It's a fun read, and it's good to see that common-sense legal notions that I've been holding (along with many others around here), like "there's no way in Hell a disposition can take precedence over a definition in the body") are also shared by the judge. And, yeah, Derek, you get the honor of "calling this one" on 2.4. In the footnote, the good judge notes that the plaintiffs brought up 2.4, but states that she can't enter into the matter because the plaintiffs did not move on 2.4 in the complaint. That's what will be in the next amended complaint, and should defendants move to dismiss that amendment, then I don't think we'll wait 8 months for a reply.
The punitive damages don't really matter here.
The core problem is this: they developed and marketed two games. They didn't do this simply because someone got greedy. They did this for the F42 tax break: SQ42 could be argued British, while SC could not. So they took the tax break; they took loans against the tax break, and they shot a ton of Mocap.

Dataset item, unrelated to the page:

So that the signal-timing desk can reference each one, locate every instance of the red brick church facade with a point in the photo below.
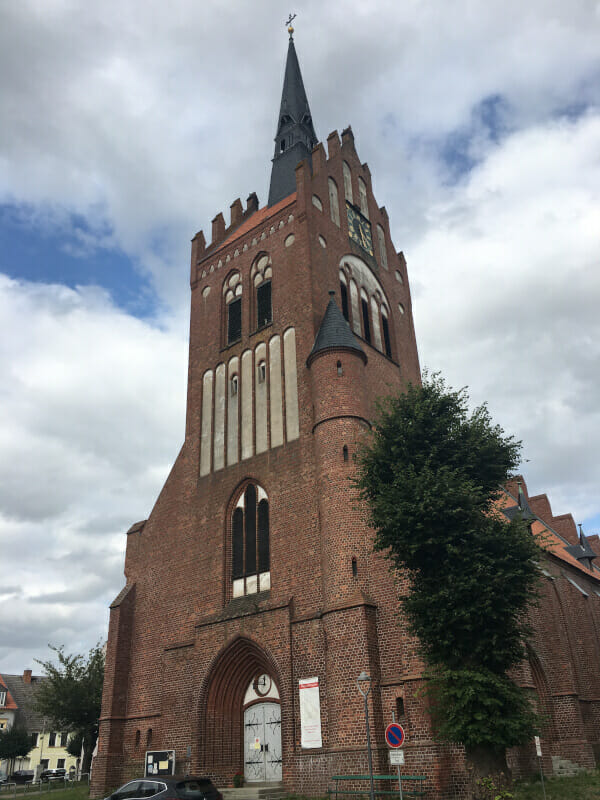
(255, 569)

Meanwhile, their grand theory was to build one space-engine, and they needed that before they could do most of the design work for SQ42. So they focused on the space-engine, aka SC.
Now, they've got a broken-ass engine, a commitment to the UK government to deliver SQ42 or pay a ton of back taxes, and Crytek comes along with this here lawsuit. It's not disputed that they (pre)sold copies of SC and SQ42 during the period that nobody disputes CryEngine was used. So, even on RSI/CIG/.../'s best-case scenario, they're still on the hook for a few million they don't have.
Throw in discovery, and throw in the towel.